Sunday, June 21, 2009

Archaeological find could prove humans were here 37,000 years before the Clovis

Archaeologist Albert Goodyear found artifacts at the Topper Site near the Savannah River in South Carolina that indicate humans lived here 37,000 years before the Clovis people.

Goodyear's findings are controversial and will open scientific theory as to the exact origin and history of early Native American people.

The scientific community believes the ancestors of
Native Americans crossed the Bering land bridge from Asia 13,000 years ago. Some scholars disagree, saying that Native Americans evolved in the Americas and migrated outward.

A controversial case is Kennewick Man, found July 28, 1996 on the bank of the Columbia River in Washington. The Nez Perce, Umatilla, Yakama, and Colville claimed the remains for a traditional reburial under the Native American Graves Protection and Repatriation Act.

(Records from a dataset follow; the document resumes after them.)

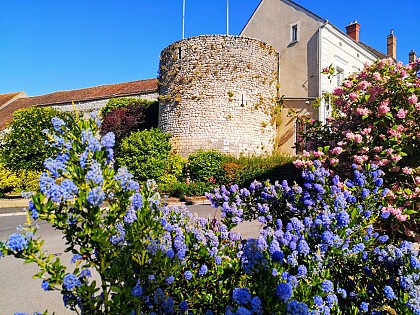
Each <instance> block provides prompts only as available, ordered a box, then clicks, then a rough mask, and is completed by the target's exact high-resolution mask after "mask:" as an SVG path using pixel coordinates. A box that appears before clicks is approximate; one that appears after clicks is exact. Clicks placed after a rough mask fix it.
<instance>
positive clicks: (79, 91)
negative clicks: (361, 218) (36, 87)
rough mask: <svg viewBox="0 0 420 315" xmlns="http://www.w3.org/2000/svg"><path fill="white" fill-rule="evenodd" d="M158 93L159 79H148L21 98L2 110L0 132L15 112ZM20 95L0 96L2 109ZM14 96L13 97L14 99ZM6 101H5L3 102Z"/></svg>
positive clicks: (22, 97)
mask: <svg viewBox="0 0 420 315" xmlns="http://www.w3.org/2000/svg"><path fill="white" fill-rule="evenodd" d="M157 91H158V83H157V79H146V80H139V81H132V82H124V83H117V84H107V85H100V86H95V87H90V88H84V89H78V90H69V91H60V92H54V93H50V94H45V95H39V96H31V97H21V98H18V99H17V100H15V101H13V102H11V103H10V104H8V105H7V106H4V108H1V109H0V130H3V129H4V128H6V125H7V123H8V122H10V121H11V120H12V115H13V112H15V111H16V110H18V109H21V108H27V107H30V106H52V105H58V104H71V103H72V102H74V103H79V102H85V101H93V100H100V99H108V98H115V97H128V96H134V95H141V94H148V93H155V92H157ZM17 94H19V93H9V94H0V107H1V106H2V104H6V100H7V99H9V100H10V99H11V98H13V97H16V95H17ZM12 95H13V97H12ZM3 99H4V101H2V100H3Z"/></svg>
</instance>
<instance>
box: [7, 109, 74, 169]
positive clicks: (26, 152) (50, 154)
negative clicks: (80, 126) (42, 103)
mask: <svg viewBox="0 0 420 315" xmlns="http://www.w3.org/2000/svg"><path fill="white" fill-rule="evenodd" d="M53 117H59V118H62V119H63V120H65V121H66V122H68V123H70V122H71V121H72V120H73V119H72V116H71V114H70V113H63V112H59V111H57V110H55V109H53V108H44V107H30V108H25V109H19V110H17V111H15V112H14V113H13V120H12V122H11V123H10V126H9V127H10V132H8V133H7V134H6V135H5V136H4V138H3V140H2V145H1V151H0V160H1V162H2V163H3V165H4V166H6V167H7V168H8V169H10V170H15V171H18V170H21V169H24V170H41V169H42V168H43V163H44V160H45V159H46V158H48V157H52V156H54V155H55V154H56V152H57V150H56V148H53V147H50V146H48V145H47V144H46V140H47V136H46V134H45V133H44V132H43V130H44V129H48V130H52V127H53V126H52V124H51V119H52V118H53Z"/></svg>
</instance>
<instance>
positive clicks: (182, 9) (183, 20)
mask: <svg viewBox="0 0 420 315" xmlns="http://www.w3.org/2000/svg"><path fill="white" fill-rule="evenodd" d="M184 38H185V0H183V1H182V39H184Z"/></svg>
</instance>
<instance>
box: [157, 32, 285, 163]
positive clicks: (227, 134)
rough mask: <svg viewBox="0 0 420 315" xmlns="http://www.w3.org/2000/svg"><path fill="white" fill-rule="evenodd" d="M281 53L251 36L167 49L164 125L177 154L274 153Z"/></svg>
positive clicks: (163, 61) (187, 44)
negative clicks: (273, 148) (210, 149)
mask: <svg viewBox="0 0 420 315" xmlns="http://www.w3.org/2000/svg"><path fill="white" fill-rule="evenodd" d="M278 67H279V61H278V53H277V52H276V51H275V50H274V48H272V47H271V46H269V45H267V44H265V43H264V42H262V41H260V40H257V39H253V38H246V37H238V36H223V35H206V36H197V37H192V38H187V39H184V40H181V41H178V42H175V43H174V44H172V45H170V46H169V47H167V48H165V49H164V50H163V51H162V53H161V58H160V66H159V95H160V96H159V127H160V128H161V129H162V130H163V131H165V132H169V133H170V134H171V135H172V138H171V142H172V147H173V149H174V151H175V152H177V153H179V154H181V155H183V156H187V155H188V154H189V153H192V152H195V151H197V150H199V149H204V150H207V149H215V150H219V151H221V152H224V153H229V154H232V155H236V156H237V155H240V154H245V155H250V154H255V155H261V154H265V153H268V154H270V153H271V152H272V151H273V147H274V139H275V135H276V126H275V123H273V110H274V108H275V106H276V98H277V91H278V71H279V68H278Z"/></svg>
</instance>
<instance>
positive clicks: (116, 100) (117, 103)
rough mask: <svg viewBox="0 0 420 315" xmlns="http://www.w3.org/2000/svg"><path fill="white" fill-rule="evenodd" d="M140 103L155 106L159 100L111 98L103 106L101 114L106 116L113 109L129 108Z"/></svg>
mask: <svg viewBox="0 0 420 315" xmlns="http://www.w3.org/2000/svg"><path fill="white" fill-rule="evenodd" d="M133 104H135V105H139V106H144V107H149V106H150V107H153V106H155V105H156V104H158V102H157V101H148V100H144V99H141V98H134V97H117V98H111V99H110V100H109V101H108V103H107V104H106V105H105V106H104V107H102V108H101V111H100V114H101V115H102V117H103V116H105V115H106V114H108V113H110V112H111V111H113V110H115V109H119V108H127V107H129V106H130V105H133Z"/></svg>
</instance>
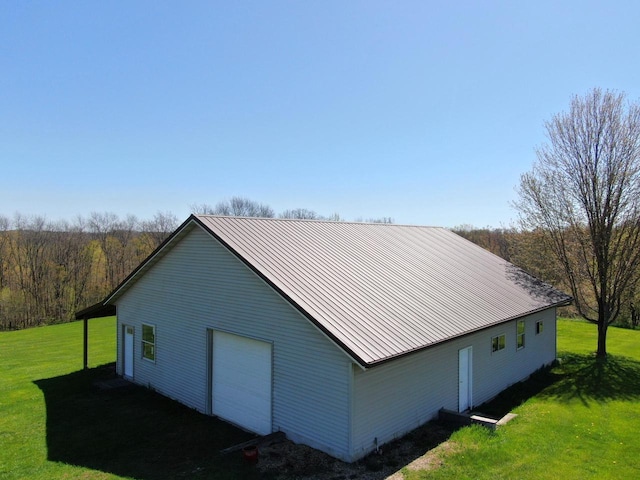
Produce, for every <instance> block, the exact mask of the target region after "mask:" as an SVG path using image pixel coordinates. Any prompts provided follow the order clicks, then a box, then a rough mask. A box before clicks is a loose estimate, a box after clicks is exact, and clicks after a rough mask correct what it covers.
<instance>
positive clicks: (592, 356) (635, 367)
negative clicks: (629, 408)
mask: <svg viewBox="0 0 640 480" xmlns="http://www.w3.org/2000/svg"><path fill="white" fill-rule="evenodd" d="M558 370H560V371H561V372H562V373H563V378H562V380H561V381H559V382H556V383H554V384H553V385H552V386H550V387H549V388H547V389H546V390H545V391H544V392H543V397H555V398H558V399H560V400H574V399H577V400H580V401H581V402H582V403H583V404H585V405H588V404H589V402H590V401H596V402H607V401H611V400H638V399H639V398H640V362H638V361H636V360H632V359H630V358H627V357H619V356H613V355H611V354H609V355H608V356H607V357H606V358H604V359H600V358H595V357H594V356H592V355H576V354H566V355H563V356H562V359H561V363H560V366H559V367H558Z"/></svg>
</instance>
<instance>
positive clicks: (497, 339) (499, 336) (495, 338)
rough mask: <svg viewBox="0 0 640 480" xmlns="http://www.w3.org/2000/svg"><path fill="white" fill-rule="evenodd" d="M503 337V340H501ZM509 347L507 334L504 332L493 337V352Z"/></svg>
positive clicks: (492, 350)
mask: <svg viewBox="0 0 640 480" xmlns="http://www.w3.org/2000/svg"><path fill="white" fill-rule="evenodd" d="M500 339H502V342H501V341H500ZM505 348H507V336H506V334H504V333H501V334H499V335H495V336H493V337H491V354H492V355H493V354H494V353H498V352H499V351H500V350H504V349H505Z"/></svg>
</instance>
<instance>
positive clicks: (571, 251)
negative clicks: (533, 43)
mask: <svg viewBox="0 0 640 480" xmlns="http://www.w3.org/2000/svg"><path fill="white" fill-rule="evenodd" d="M545 127H546V133H547V137H548V143H546V144H544V145H543V146H542V147H540V148H539V149H538V150H537V162H536V163H535V165H534V167H533V170H532V171H530V172H528V173H525V174H523V175H522V176H521V178H520V185H519V190H518V193H519V199H518V200H517V201H516V202H515V204H514V206H515V207H516V209H517V210H518V211H519V214H520V220H521V224H522V226H523V227H524V228H526V229H531V230H537V231H539V232H541V233H542V238H543V240H544V241H545V242H546V244H547V245H548V247H549V250H550V251H551V252H553V254H554V255H555V256H556V257H557V259H558V261H559V262H560V264H561V265H562V267H563V270H564V274H565V276H566V278H567V281H568V284H569V287H570V289H571V293H572V295H573V297H574V302H575V307H576V308H577V310H578V312H579V313H580V314H581V315H582V316H583V317H584V318H585V319H587V320H588V321H590V322H593V323H595V324H597V326H598V347H597V353H596V355H597V356H598V357H601V358H602V357H606V354H607V349H606V338H607V327H608V326H609V325H610V324H611V323H613V322H614V321H615V320H616V318H617V317H618V315H619V314H620V313H621V311H622V310H623V307H625V304H626V303H627V302H628V301H630V298H629V296H630V292H632V291H633V290H634V287H635V285H634V284H635V283H636V282H637V280H638V275H637V271H638V266H639V264H640V105H639V104H638V103H628V102H627V101H626V96H625V94H624V93H615V92H611V91H606V92H603V91H602V90H600V89H594V90H592V91H590V92H589V93H587V94H586V95H585V96H584V97H579V96H575V97H574V98H573V99H572V102H571V106H570V109H569V111H568V112H563V113H560V114H557V115H555V116H554V117H553V118H552V119H551V120H550V121H548V122H546V123H545Z"/></svg>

Local anthropologist James Chatters had removed nearly all the remains for study and concluded they were Caucasion. The Ninth Circuit Court ruled February 2004 that a cultural link between the tribes and the skeleton was not met.

NAGPRA proponents say the definition of Native American, “ that which is or was indigenous to the United States,” agrees with current scientific understanding that it is not always possible for prehistoric remains to be traced to modern tribal entities, due to social upheaval, forced resettlement and extinction of entire ethnicities by disease or warfare.

Chatters went on to publish a book. When anthropologist Joseph Powell was finally allowed to examine the remains his conclusions that the Kennewick Man was not European but most closely resembled South Asians and the Ainu of northeast Asia contradicted Chatters.